はたして「菊池君」はすぐに書けなくなった。「菊池君とお芳の事」にテーマが「放浪」し始める。さらに「叙説者自身と菊池君との間」へと彷徨う。ここまで来ると「雲は天才である」「葬列」「漂泊」の時とまったく同様で「叙説者自身」を讃美する文章がとめどもなく垂れ流される。
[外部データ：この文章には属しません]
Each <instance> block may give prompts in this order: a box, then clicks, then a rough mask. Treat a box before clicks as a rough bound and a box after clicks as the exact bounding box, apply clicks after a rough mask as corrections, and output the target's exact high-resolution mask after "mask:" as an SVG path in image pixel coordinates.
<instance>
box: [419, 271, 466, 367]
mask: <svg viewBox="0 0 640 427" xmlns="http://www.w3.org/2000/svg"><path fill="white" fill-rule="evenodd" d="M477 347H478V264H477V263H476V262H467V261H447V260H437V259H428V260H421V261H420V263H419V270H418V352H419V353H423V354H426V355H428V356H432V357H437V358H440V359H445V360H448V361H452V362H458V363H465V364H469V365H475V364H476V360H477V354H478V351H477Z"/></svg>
こうしてこの小説は「雲は天才である」の二番煎じである。
この「放浪」中の6月9日から14日まで、植木貞子との危ない関係が急速に進展していた。9日啄木留守中の赤心館を貞子が訪ねて来た。以後毎日のように本人かはがきが来る。
そして15日の日記となる。
快く眠つたので、九時半漸く目をさました。
ト、てい子さんが来た。空が美しく晴れて居て、此頃目について大きくなつた公孫樹の葉が日影に透く。一緒に昼食をとつて、三時近く帰つて行く。
  日中の夢は〝昔″と云ふ語で初まつて、〝今″といふ事実に覚める。〝昔″は〝今″を孕んで、〝今″が〝未来″を孕む。〝昔″は追憶に残る夢で、〝未来″は予測に萠す夢である。予測から追憶に移る一刹那の〝現在″に、夢が〝事実″を一寸見せて直ぐ隠す。〝現在″の女は〝胸が痛い〃と云つた。
  心の落付かぬ日で、何も出来ぬ。

「この日、貞子との間に肉体関係が生じたのである」と喝破したのは石井勉次郎であった 。釧路で小奴のアタックをようやくかわした啄木の「道念」はついに融けてしまった。